On Wed, Nov 16, 2011 at 12:29 AM, Brian Dickson
<[email protected]> wrote:
> Understanding the "real" threats, and worked, real-world examples, is 
> important.
>
> I cannot believe anyone in this WG would be ignorant of things like this:
>
> http://www.defcon.org/images/defcon-16/dc16-presentations/defcon-16-pilosov-kapela.pdf

this is referred to several times in Stephen Kent's presentations
actually, and in Randy's presentations to RIR/etc folk.

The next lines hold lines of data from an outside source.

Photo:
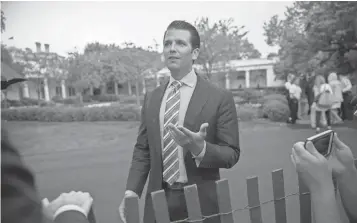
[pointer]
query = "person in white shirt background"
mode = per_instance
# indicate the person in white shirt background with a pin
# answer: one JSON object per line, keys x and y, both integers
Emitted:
{"x": 346, "y": 109}
{"x": 336, "y": 87}
{"x": 320, "y": 87}
{"x": 294, "y": 96}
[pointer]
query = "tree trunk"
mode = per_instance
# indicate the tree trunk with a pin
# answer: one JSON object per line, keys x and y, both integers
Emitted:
{"x": 137, "y": 92}
{"x": 144, "y": 85}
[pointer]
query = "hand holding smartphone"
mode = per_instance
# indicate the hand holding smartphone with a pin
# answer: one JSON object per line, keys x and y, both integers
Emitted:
{"x": 323, "y": 142}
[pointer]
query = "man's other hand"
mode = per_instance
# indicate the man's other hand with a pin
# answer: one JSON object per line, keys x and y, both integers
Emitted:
{"x": 122, "y": 204}
{"x": 82, "y": 200}
{"x": 192, "y": 141}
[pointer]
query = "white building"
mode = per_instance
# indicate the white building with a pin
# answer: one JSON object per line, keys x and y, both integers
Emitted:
{"x": 235, "y": 74}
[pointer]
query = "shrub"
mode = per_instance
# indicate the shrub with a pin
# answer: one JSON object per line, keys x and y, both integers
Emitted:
{"x": 276, "y": 110}
{"x": 106, "y": 97}
{"x": 246, "y": 112}
{"x": 71, "y": 114}
{"x": 239, "y": 100}
{"x": 130, "y": 99}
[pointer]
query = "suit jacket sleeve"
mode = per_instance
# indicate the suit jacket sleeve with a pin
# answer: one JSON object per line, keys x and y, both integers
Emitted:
{"x": 140, "y": 164}
{"x": 225, "y": 152}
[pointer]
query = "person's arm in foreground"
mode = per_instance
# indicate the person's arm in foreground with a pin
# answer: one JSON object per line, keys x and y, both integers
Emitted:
{"x": 140, "y": 164}
{"x": 313, "y": 169}
{"x": 342, "y": 164}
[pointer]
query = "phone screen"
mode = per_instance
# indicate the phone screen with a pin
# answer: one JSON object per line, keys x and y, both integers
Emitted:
{"x": 323, "y": 144}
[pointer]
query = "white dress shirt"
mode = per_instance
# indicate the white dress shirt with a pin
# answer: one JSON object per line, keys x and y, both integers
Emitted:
{"x": 189, "y": 84}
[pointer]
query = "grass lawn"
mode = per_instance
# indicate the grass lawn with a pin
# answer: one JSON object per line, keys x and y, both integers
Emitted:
{"x": 95, "y": 157}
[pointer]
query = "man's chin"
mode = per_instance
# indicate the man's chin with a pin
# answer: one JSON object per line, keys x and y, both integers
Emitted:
{"x": 173, "y": 67}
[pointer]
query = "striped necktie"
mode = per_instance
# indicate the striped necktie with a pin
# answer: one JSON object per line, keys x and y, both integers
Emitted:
{"x": 170, "y": 153}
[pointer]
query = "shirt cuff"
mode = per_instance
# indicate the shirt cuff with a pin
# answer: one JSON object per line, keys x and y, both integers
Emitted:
{"x": 200, "y": 156}
{"x": 130, "y": 193}
{"x": 69, "y": 207}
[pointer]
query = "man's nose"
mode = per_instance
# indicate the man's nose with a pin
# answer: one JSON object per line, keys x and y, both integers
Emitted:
{"x": 173, "y": 47}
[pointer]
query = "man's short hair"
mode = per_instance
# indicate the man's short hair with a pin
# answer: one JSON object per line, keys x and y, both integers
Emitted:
{"x": 183, "y": 25}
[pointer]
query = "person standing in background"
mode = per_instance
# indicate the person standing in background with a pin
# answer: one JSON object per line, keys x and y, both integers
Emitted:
{"x": 336, "y": 87}
{"x": 294, "y": 98}
{"x": 346, "y": 108}
{"x": 321, "y": 87}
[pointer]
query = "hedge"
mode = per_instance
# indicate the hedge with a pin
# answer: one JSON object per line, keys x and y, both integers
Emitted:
{"x": 247, "y": 112}
{"x": 73, "y": 114}
{"x": 276, "y": 111}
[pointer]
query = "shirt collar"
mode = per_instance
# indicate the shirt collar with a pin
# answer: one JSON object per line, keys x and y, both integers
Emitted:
{"x": 190, "y": 79}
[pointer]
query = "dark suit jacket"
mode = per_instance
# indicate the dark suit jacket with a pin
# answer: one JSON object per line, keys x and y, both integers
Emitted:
{"x": 208, "y": 104}
{"x": 20, "y": 202}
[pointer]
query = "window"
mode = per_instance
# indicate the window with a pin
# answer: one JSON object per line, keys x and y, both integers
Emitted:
{"x": 58, "y": 91}
{"x": 71, "y": 91}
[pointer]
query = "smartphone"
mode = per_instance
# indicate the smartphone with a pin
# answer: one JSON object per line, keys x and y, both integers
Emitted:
{"x": 323, "y": 142}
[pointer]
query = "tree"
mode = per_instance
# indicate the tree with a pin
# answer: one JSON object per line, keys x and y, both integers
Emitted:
{"x": 141, "y": 62}
{"x": 316, "y": 37}
{"x": 221, "y": 42}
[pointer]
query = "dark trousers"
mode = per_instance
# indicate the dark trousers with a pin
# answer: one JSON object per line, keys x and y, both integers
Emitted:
{"x": 294, "y": 107}
{"x": 318, "y": 118}
{"x": 177, "y": 206}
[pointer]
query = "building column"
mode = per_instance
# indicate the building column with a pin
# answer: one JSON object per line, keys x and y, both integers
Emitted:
{"x": 270, "y": 76}
{"x": 63, "y": 88}
{"x": 129, "y": 87}
{"x": 157, "y": 80}
{"x": 247, "y": 78}
{"x": 228, "y": 83}
{"x": 144, "y": 85}
{"x": 45, "y": 87}
{"x": 26, "y": 90}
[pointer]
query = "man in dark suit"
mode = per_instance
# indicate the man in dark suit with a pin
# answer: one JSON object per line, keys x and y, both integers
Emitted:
{"x": 188, "y": 131}
{"x": 19, "y": 199}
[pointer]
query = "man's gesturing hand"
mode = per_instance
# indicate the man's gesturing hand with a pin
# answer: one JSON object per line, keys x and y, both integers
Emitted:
{"x": 192, "y": 141}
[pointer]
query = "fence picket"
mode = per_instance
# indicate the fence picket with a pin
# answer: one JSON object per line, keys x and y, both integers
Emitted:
{"x": 253, "y": 200}
{"x": 91, "y": 216}
{"x": 132, "y": 209}
{"x": 224, "y": 201}
{"x": 160, "y": 206}
{"x": 305, "y": 203}
{"x": 193, "y": 203}
{"x": 279, "y": 196}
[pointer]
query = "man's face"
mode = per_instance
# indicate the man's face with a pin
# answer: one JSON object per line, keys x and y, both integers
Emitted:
{"x": 178, "y": 51}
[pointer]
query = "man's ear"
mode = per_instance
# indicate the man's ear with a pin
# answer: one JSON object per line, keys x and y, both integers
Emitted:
{"x": 195, "y": 53}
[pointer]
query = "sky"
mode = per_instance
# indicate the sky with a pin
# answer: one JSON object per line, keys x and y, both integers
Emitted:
{"x": 66, "y": 25}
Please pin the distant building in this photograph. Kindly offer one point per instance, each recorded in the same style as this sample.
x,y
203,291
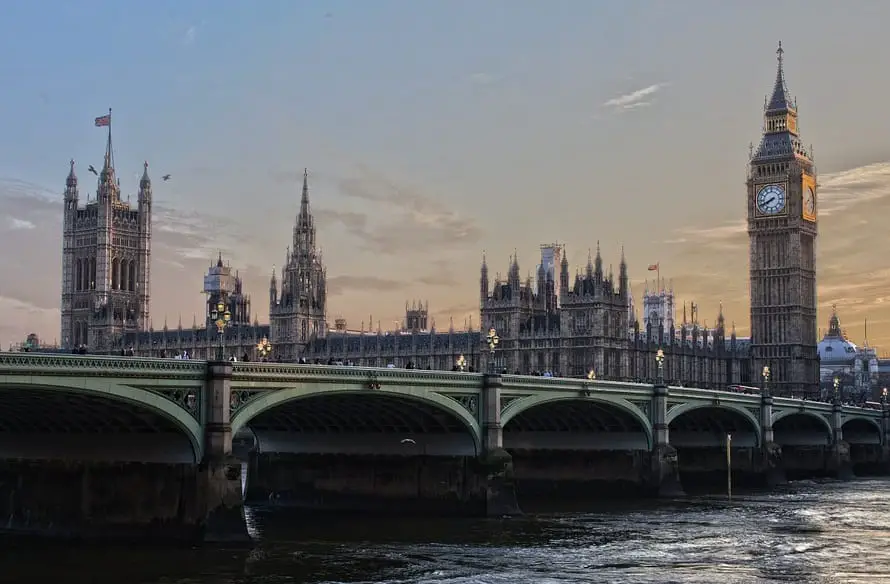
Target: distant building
x,y
857,369
297,309
106,252
239,339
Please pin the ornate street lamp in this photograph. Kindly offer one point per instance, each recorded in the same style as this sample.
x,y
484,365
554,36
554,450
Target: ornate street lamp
x,y
222,318
492,339
659,359
263,348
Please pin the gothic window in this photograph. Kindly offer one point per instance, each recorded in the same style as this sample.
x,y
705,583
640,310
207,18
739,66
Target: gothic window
x,y
115,273
125,275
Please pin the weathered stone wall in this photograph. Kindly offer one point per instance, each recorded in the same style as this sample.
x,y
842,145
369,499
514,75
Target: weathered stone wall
x,y
544,477
704,469
868,459
373,484
118,500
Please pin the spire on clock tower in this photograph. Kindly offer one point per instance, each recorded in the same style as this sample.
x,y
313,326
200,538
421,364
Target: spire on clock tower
x,y
781,99
781,135
782,228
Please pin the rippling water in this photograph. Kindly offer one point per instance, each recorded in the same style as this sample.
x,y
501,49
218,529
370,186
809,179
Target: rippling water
x,y
808,533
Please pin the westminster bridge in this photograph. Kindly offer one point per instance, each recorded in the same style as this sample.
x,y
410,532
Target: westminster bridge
x,y
122,445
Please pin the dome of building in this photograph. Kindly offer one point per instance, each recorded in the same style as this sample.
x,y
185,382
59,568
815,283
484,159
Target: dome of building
x,y
834,347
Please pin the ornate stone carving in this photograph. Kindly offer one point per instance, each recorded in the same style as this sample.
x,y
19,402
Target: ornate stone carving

> Does this illustrate the importance of not only validating origins,
> but also only using signed prefixes if you are participating in
> BGPsec?

sure, but if your customer forgets to pay a bill, calls you up and
(post proper 'this is the customer' authentication) says: "Hey, srsly,
I forgot, checks in the mail to ARIN, can you accept our route pls?"

you may be willing to do same, you may also be willing to do this in
the case of internal services routes that you don't actually want
externally visible.

> And the importance of minimizing or eliminating the ability of someone
> currently off-axis, from becoming on-axis?

sure, see referenced slides from Kent. (and bgpsec as spec'd would
squish pilosov/kapella)

> Preferably eliminating exploitation of lack of proper trust boundaries
> WRT leakage (reannouncement permissions)?

re-announcement is 'harder' since it's not clear if NTT is supposed to
be passing cogent aol's routes or not, is it?

> (It is difficult to change from off-axis to on-axis without "leaking"
> - the only time "leaking" isn't strictly required, is when already
> on-axis.)
>
> Jakob, please view the whole presentation above. It was more than 3
> years ago... You should have heard of it by now.